Our lodging in Santa Elena had been recommended by friends and turned out to be one of the highlights of the trip. Arco Iris Lodge (check it out on line) was within walking distance to the town, bordered by forest – beautiful little cabins tucked into lovingly tended gardens, with a spectacular breakfast buffet each morning – eggs (laid by their own chickens) cooked to order, delicious Costa Rican coffee, home made breads, rice and beans, many varieties of fruits and juices (some grown on the property), cheeses, etc.

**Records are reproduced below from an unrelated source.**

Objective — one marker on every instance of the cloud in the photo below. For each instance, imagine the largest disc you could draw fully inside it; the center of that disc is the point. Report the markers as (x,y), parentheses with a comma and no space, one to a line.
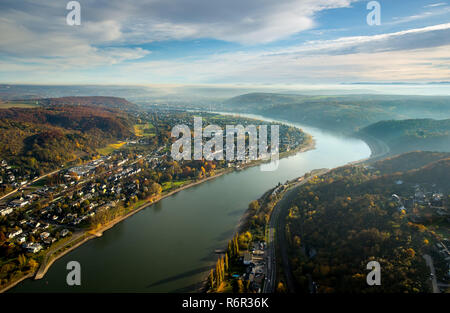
(434,5)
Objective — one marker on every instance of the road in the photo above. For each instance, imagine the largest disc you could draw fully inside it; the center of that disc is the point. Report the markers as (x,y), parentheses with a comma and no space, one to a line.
(276,236)
(430,264)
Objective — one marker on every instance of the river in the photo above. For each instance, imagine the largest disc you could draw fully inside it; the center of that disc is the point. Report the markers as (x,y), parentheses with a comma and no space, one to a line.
(169,246)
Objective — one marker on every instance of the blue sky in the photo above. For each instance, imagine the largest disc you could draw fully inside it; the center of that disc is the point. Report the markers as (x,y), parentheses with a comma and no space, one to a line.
(259,42)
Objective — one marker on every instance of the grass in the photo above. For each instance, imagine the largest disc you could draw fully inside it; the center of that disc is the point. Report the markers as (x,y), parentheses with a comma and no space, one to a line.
(111,147)
(144,130)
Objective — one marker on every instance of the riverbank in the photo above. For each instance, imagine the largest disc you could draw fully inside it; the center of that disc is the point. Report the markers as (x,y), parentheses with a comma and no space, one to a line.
(54,255)
(378,151)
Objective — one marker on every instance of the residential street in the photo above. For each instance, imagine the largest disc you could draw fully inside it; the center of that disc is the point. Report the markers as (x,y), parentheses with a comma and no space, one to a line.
(430,264)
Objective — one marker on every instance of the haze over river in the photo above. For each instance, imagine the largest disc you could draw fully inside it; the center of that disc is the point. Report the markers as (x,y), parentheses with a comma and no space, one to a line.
(169,246)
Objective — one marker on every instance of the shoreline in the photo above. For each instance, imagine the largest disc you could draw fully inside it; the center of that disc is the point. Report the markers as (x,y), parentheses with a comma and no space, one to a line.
(378,150)
(45,266)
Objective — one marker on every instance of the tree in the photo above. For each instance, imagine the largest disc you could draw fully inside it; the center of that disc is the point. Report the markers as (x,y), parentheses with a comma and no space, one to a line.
(156,189)
(211,279)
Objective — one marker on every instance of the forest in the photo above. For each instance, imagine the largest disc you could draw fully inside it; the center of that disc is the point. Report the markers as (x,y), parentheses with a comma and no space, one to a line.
(342,220)
(39,139)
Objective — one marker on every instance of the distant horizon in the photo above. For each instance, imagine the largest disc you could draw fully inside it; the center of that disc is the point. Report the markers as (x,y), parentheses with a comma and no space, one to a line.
(399,88)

After unpacking and settling into our cozy cabin, we made our first of many jaunts up an even rougher, steeper, narrower, and rockier road to the Monteverde Cloud Forest Preserve – a very bumpy 5 Km ride that wound higher and higher up into the clouds – at about 5,000 ft. elevation. The weather looked iffy, and it is usually cloudy, so we weren’t sure what we’d be able to see before the weather closed down. We got to the end of the road at the reserve and went first to our favorite hummingbird place – the nearby Café Colibri – a coffee/craft/art shop and hummer feeding station with numerous feeders. We were glad to see nothing had changed since our previous visit in 2008. Coffee and tea still good, hummers still in abundance, and we sat for over an hour, binoculars to our faces, noses in the open bird books, camera clicking and watched Violet Sabrewings, Green Hermits, Purple-throated Mountain Gems, Green Violet-ears, and Coppery-headed Emeralds zooming in and out to the feeders just a few feet from us. But so far, no new birds.

We chatted with some fellow feeder watchers, and they offhandedly mentioned that a ranger had just shown them an unusual bird up near the office at the Reserve. So we wandered up that way, a short walk, found the ranger, and there was the bird pecking around on a paved trail – a Buff-fronted Quail-dove – #1 new bird of the trip – a lifer for us. None of our other lifers would be that easy!

As daylight waned, we drove happily back down toward town and on the way stopped at Tramanti’s Ristorante, where we had eaten on our previous visit. Great Italian food and our only non-native meal of the trip. During dinner, the rain deluge came down complete with lightning, but it had let up before we were finished and our cabina was cozily waiting for us, with comfortable bed, warm covers for the chilly night, and the sound of rain on the roof.